Working With Text

The functionality we offer for text is a little more elaborate than for terms, given the more complex nature of texts. Besides getting a semantic fingerprint (semantic representation) for a given text (the /text endpoint), one can also get a list of keywords extracted from the text, or get the text split up into smaller consecutive chunks, based on information content. We also provide functionality for extracting terms from a text based on part of speech tags. There is also a bulk endpoint for merging several /text requests into just one http request. Finally there is a detect_language endpoint capable of detecting 50 languages. The endpoints are as follows:

  • /text
  • /text/keywords
  • /text/tokenize
  • /text/slices
  • /text/bulk
  • /text/detect_language

Text input should be in UTF-8 format (and, in the case of the /text/bulk endpoint, it should also be JSON encoded/JSON safe). Optimal results can be obtained if the input text is provided in a clear natural language form including punctuation, uppercase, lowercase etc. (minimally 10 to 15 words), but stripped of all artifacts (e.g. xml tags, html tags). For instance, the following text (taken from Wikipedia) can be safely input to all /text endpoints except the /text/bulk endpoint:

He recalled in 2008, "I was changed – permanently changed – by that experience.
   It was like a miracle to me".

For the /text/bulk endpoint occurrences of the quotation mark will need to be escaped in order to be compatible with JSON encoding:

He recalled in 2008, \"I was changed – permanently changed – by that experience.
   It was like a miracle to me\".

All information about the inputs and outputs of the methods can be found directly by going to our interactive API documentation and clicking the Text button.

REST API

The text functions are all implemented as POST calls, where the input document is attached to an HTTP-Header. For example, using curl, a list of keywords for a text can be retrieved like this (all on one line):

curl -k -X POST -H "api-key: yourApiKey" -H "Content-Type: application/json"
   "http://api.cortical.io/rest/text/keywords?retina_name=en_associative" -d @yourInputText.txt

Internally, the input documents will be stripped of all formatting in order to extract the single terms that are the basic unit of operation. The /text/tokenize endpoint is a way for the user to check what is actually retrieved in this process. A list of strings will be returned – each representing a sentence of the input text. Each sentence is simply a comma-separated list of terms that were found in the sentence. If you specify valid POS tags in the POStags field, only terms of these POS types will be returned. Using tokenization the user can thus retrieve the single terms of a text for example in order to build custom fingerprints for texts by using expressions.

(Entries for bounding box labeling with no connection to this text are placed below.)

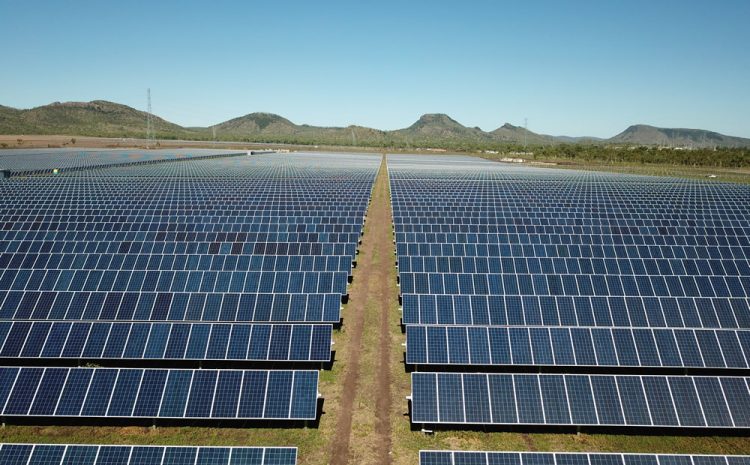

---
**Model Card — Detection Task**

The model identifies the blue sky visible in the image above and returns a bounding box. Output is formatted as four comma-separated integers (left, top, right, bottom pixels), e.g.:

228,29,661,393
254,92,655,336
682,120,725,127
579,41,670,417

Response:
0,0,750,137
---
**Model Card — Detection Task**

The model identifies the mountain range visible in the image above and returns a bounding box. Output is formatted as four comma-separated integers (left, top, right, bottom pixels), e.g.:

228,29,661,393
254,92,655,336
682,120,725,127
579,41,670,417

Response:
0,100,750,149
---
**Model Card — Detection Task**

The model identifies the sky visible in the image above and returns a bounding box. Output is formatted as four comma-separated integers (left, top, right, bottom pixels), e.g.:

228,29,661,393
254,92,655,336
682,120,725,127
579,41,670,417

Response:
0,0,750,137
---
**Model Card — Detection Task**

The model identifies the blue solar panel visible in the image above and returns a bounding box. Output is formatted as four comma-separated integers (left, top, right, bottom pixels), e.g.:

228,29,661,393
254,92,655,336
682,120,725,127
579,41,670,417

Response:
388,155,750,432
0,321,333,362
419,450,750,465
0,444,297,465
408,325,750,369
411,372,750,428
0,367,318,420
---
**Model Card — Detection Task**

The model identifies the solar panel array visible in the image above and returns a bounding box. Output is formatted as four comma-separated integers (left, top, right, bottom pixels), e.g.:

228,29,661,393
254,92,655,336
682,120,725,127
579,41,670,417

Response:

The /text/slices endpoint lets the user split up a long text into smaller snippets (based on changes or variations in topic). This will basically slice a text into subsections. The number of slices returned is computed dynamically. The response object will contain a list of Text objects, each containing the text snippet, (as well as a Fingerprint object, if the parameter get_fingerprint was set to true). Try it out directly in the interactive API documentation.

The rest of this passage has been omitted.